3. miRNA affinity purification
   12. Prepare antibody conjugated protein G Dynabeads according to manufacturer's instruction. For cell type specific miRAP, use Myc antibody; for whole tissue control, use Ago2 antibody; for negative control, use mouse IgG1. The amount of beads to be used per sample and the antibody to beads ratio should be empirically determined. As a starting point, use 10 μg Myc antibody, 2.5 μg Ago2 antibody, and 10 μg IgG1 per 50 μl beads.
       
   13. Add antibody conjugated beads to IP sample and incubate the mixture in 4 °C with end-over-end rotation for 4 h.
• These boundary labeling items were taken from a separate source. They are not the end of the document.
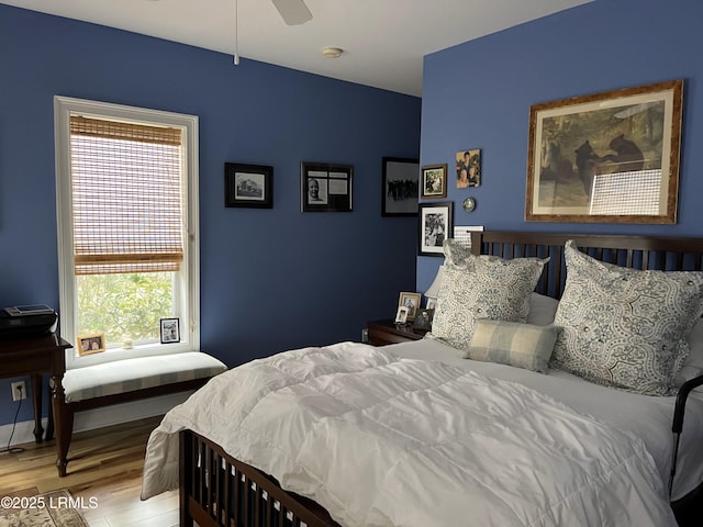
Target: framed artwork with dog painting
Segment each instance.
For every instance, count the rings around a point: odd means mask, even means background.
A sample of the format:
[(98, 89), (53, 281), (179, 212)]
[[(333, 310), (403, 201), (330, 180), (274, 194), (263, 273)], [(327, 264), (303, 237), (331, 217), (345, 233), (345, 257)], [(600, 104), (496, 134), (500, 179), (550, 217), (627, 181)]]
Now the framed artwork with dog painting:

The amount of beads to use per sample should be determined empirically. Western blot can be used to check the efficiency of IP. If there is still residue Ago2 or tAgo2 present in the supernatant after IP, use more beads.
       
   14. Wash beads twice with low salt NT2 buffer and twice with high salt NT2 buffer, 15 min each, and treat the beads with 0.6 mg ml^-1 proteinase K for 20 min at 55 °C.
       
   15. Add equal volume of acid phenochloroform to the sample, mix well by vortexing, and spin at maximum speed in 4 °C for 15 min; transfer the upper phase to a new tube without disturbing the interphase. Repeat this extraction procedure twice with chloroform instead of phenochloroform to get rid of residue phenol. Add at least 3 volume of 100% ethanol, 1/10 volume of sodium acetate (pH 5.2), and 1 μl of glycoblue to the transferred upper phase, mix well, and precipitate RNA overnight at -80 °C.
       
   16. Wash RNA pellet once with 75% ethanol and dissolve it in water for further application. (Pause point: RNA pellet can be stored in 75%-100% ethanol in -80 °C for years. RNA solution can be stored in -80 °C, but multiple freeze-thaw cycles should be avoided.)
       
   
   
4. Downstream applicationmiRNA purified from miRAP has high quality and can be directly used for deep sequencing, miRNA Taqman PCR, miRNA microarrary, Northern blot (which requires a high input and may not be possible for rare cell types or low expression miRNAs), etc., following standard protocol.
   Note: It is recommended to use Taqman PCR for a quick and sensitive examination of candidate miRNAs before you proceed to sequencing or microarray.
   

Recipes

1. Lysis buffer
   10 mM HEPES (pH 7.4)
   100 mM KCl
   5 mM MaCl₂
   0.5% NP-40
   1 mM DTT
   100 U ml^-1 RNasin
   Roche Complete proteinase inhibitors EDTA-free (1 tab/10 ml).
   
2. Low salt NT2 buffer
   50 mM Tris-HCl (pH 7.5)
   150 mM NaCl
   1 mM MgCl₂
   0.5% NP-40
   1 mM DTT
   100 U ml^-1 RNasin
   
3. High salt NT2 buffer
   50 mM Tris-HCl (pH 7.5)
   600 mM NaCl
   1 mM MgCl₂
   
4. 0.5% NP-40
   1 mM DTT
   100 U ml^-1 RNasin
   
5. Proteinase K buffer
   100 Mm Tris-HCl (pH 7.5)
   50 mM NaCl
   10 mM EDTA
   0.5% SDS
   10 mg ml^-1 proteinase K
   

Acknowledgments

This protocol is based on the published paper He et al. (2012).

References

1. Bartel, D. P. (2004). MicroRNAs: genomics, biogenesis, mechanism, and function. Cell 116(2): 281-297.
2. He, L. and Hannon, G. J. (2004). MicroRNAs: small RNAs with a big role in gene regulation. Nat Rev Genet 5(7): 522-531.
   
3. He, M., Liu, Y., Wang, X., Zhang, M. Q., Hannon, G. J. and Huang, Z. J. (2012). Cell-type-based analysis of microRNA profiles in the mouse brain. Neuron 73(1): 35-48.